Начало весны в Одессе чувствовали первыми почему-то не птицы, а коты. Вдруг какая-то из февральских ночей взрывалась боевыми воплями, победными кличами и совершенно диким, звериным воем. Кроме котов хозяйских, тоже забывавших о приобщенности к цивилизации, были еще несметные орды вольных бродяг, без труда переживших мягкую южную зиму и теперь ликовавших до хрипа. От драных крыш Слободки до крыши дворца градоначальника разливался кошачий разгул. Дворники сатанели, но были бессильны. А самые голосистые бандиты, по слухам, устраивали весенний концерт на скульптурной крыше Оперного театра.
Утром город просыпался уже в новом, весеннем воздухе. От него хотелось то ли спать, то ли делать глупости. И разговоры были весенние, и взгляды, и некоторая путаница в самых обыденных делах. От масленицы до самой вербной недели все было как-то странно смещено, и Анна никогда не могла разобраться, был ли этот промежуток бесконечно долгим или, наоборот, пролетал быстрее, чем ей хотелось.
Можно было, возвращаясь из гимназии, покупать ранние фиалки, вылавливать их из ледяной воды в мисках торговок и смеяться, как мгновенно краснеют пальцы. Самым лучшим, самым своим местом во всем мире был тот самый малиновый диванчик в комнате Зины, где они, теперь уже втроем, говорили о важном, захватывающем и немножко стыдном.
— А ты будешь выходить замуж? Я — так никогда! Зина, гадкая девчонка, что ты опять смеешься?
— А есть примета: кто так говорит, раньше всех замуж пойдет.
— Чепуха какая.
Римма снисходительно улыбнулась, точно как дядя Моисей, когда он говорил о провинциальных предрассудках.
А вот увидишь. Ты будешь в белом платье, и цветы в руках, а мы будем тебя поздравлять и ужасно, ужасно завидовать, потому что мы с Анной будем еще незамужние, а ты — уже дама. В шляпке из Парижа.
— Да-да, — подключилась Анна, — и у тебя потом будет ребеночек, такой кудрявый, а мы будем дарить ему игрушки.
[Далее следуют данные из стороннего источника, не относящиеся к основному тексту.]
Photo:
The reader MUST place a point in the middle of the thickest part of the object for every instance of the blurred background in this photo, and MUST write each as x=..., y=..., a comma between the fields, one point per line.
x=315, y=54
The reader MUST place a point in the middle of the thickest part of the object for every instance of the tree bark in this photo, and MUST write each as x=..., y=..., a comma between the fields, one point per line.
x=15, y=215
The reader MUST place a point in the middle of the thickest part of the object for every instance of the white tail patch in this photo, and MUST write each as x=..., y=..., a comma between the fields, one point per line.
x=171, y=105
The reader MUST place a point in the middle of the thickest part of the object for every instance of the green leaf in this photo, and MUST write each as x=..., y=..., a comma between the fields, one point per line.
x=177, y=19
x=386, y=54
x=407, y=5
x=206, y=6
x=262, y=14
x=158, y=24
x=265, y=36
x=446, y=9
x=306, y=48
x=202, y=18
— Да ни за что на свете! Я стану певицей и уеду в Италию, и буду петь там а Милане. И все мужчины будут на меня смотреть, а я — ни на кого.
— Ну так выйдешь замуж за итальянца. Тем более ребеночек будет кудрявый.
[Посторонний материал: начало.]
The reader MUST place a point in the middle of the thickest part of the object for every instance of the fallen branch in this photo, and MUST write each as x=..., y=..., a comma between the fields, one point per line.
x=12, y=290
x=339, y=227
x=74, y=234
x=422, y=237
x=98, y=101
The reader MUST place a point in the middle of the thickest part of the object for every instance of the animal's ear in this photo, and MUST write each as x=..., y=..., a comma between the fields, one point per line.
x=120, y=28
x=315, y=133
— Да что вы ко мне с ребеночком!
Римма яростно полыхнула глазами, но девочки так дружно рассмеялись, что не выдержала и она. Такие разговоры всегда у них кончались смехом, потому что тема была все-таки опасная, и лучше было шутить либо говорить о других. Любовь была страшноватой то ли игрой, то ли болезнью, от которой нет лекарств. От нее мужчины стрелялись, женщины травились либо бросались под поезда. Любовь казалась тем красивее, чем страшнее был ее конец. К тому же книги о любви, если и заканчивались свадьбой, то дальше, видно, не происходило ничего достойного внимания, а значит, все равно это был конец.
— Ну вот ты где-нибудь читала, чтобы муж и жена друг друга — любили? Возьми хоть Толстого, хоть кого. Помнишь, там граф Николай своей Мари объясняет, что не любит он ее, а она ему — как палец, и отрезать нельзя. Фу, гадость какая!